Par l’excellence de l’Orchestre symphonique de Carthage représentant la Tunisie, Constantine a vécu dimanche une soirée d’une rare intensité, où la musique a transcendé les frontières pour offrir au public un moment profondément émouvant et inoubliable.
L’événement organisé au théâtre régional Mohamed Tahar Fergani dans le cadre du 15e Festival international de musique symphonique, a drainé un public nombreux, confirmant l’intérêt grandissant des Constantinois pour ce genre musical d’envergure.
L’Orchestre symphonique de Carthage a offert une prestation remarquable, conférant à l’événement une dimension culturelle prestigieuse, saluée par les mélomanes présents.
Placée sous la direction du maestro Hafedh Magueni, le programme, soigneusement élaboré, s’est distingué par son éclectisme, mêlant des œuvres emblématiques du répertoire classique européen à des compositions inspirées du patrimoine musical arabe, rendant hommage à de grandes figures telles que Mohamed Abdelwahab, Farid El Atrache et Baligh Hamdi.
Des œuvres algériennes et tunisiennes revisitées dans des arrangements symphoniques modernes ont également enrichi cette soirée, illustrant un dialogue harmonieux entre tradition et innovation.
Moment fort de la soirée, l’interprétation de “Ya Qodsou, Zahrat El Madaen” de la Diva libanaise Fayrouz ainsi que la chanson “Louabet El Ayam” de Warda El Djazairia suscitant une vive émotion dans la salle.Le public, conquis, a chaleureusement applaudi ces reprises magistrales, témoignant de son attachement à ces œuvres intemporelles.
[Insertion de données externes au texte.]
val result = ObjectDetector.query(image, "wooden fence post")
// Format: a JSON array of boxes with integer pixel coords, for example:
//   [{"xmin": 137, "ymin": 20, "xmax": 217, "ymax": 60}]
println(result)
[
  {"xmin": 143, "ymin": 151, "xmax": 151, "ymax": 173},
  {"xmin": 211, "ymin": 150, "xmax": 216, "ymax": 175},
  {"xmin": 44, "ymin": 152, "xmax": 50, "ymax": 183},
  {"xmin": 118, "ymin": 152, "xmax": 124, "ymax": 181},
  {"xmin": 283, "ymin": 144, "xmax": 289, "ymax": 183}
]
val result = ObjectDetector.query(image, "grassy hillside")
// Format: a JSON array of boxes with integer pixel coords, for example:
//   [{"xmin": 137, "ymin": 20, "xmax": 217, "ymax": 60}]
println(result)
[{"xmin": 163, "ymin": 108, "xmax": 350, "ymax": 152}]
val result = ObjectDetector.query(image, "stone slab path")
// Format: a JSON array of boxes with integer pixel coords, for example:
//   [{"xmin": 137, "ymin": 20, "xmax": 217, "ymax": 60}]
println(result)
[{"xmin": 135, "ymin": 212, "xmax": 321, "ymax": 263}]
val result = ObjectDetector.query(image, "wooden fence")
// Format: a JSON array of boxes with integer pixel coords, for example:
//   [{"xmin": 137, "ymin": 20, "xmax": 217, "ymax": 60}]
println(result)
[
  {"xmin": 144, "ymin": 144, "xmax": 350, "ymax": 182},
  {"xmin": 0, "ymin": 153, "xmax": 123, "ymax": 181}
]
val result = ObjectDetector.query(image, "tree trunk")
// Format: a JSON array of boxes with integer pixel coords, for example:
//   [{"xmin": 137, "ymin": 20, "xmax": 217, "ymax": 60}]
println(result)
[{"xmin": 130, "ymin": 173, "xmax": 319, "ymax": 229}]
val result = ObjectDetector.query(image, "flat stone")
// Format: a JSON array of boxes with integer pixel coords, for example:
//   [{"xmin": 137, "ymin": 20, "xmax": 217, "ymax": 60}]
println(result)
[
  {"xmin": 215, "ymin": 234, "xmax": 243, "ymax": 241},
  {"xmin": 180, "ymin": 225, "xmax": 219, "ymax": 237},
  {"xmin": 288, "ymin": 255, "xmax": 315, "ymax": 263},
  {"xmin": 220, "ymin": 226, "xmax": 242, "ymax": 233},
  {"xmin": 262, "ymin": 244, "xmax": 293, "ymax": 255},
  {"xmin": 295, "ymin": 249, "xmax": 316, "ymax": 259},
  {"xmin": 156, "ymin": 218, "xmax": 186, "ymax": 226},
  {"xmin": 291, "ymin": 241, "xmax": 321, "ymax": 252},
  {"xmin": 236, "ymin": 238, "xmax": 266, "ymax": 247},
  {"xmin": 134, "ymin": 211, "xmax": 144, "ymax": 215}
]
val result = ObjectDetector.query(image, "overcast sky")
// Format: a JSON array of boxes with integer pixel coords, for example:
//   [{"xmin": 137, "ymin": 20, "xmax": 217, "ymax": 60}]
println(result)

A Alger, à l’Opéra Boualem-Bessaïh, le 15e Festival culturel international de musique symphonique (FCIMS) a accueilli, dimanche soir, la mezzo-soprano Ulrike Mayer et le pianiste Peter Kreutz, de la République fédérale d’Allemagne et l’Ensemble “Philharmonie de Bohême du Sud”, représentant la République tchèque, invité d’honneur de cette édition, devant un public nombreux.
Durant près de deux heures de temps, sous un éclairage feutré, la cantatrice allemande a interprété, avec une voix suave à la tessiture large, une dizaine de pièces, parmi lesquelles, “Widmung” de Robert Schumann, “Der Zauberer” de Wolfgang Amadeus Mozart et “Die Lorelei” de Franz Liszt.
Prenant le relais dans une ambiance de grands soirs, l’Ensemble “Philharmonie de Bohême du Sud” de la République tchèque et sa quarantaine d’instrumentistes dirigés par le maestro Jan Talich a notamment restitué à l’assistance une prestation de haute facture, également conduite par la voix cristalline de la mezzo soprano, Marie Kopeckà Verhoeven.
Dans “la joie et le plaisir de se produire à Alger”, l’Ensemble tchèque a notamment rendu les pièces, “Hungarian dances” (5,6 et 11) de Johannes Brams, “L’Italiana in Algéri” de Gioachino Rossini et “Gipsy Songs” et “Czech Suite” d’Antonin Dvorak.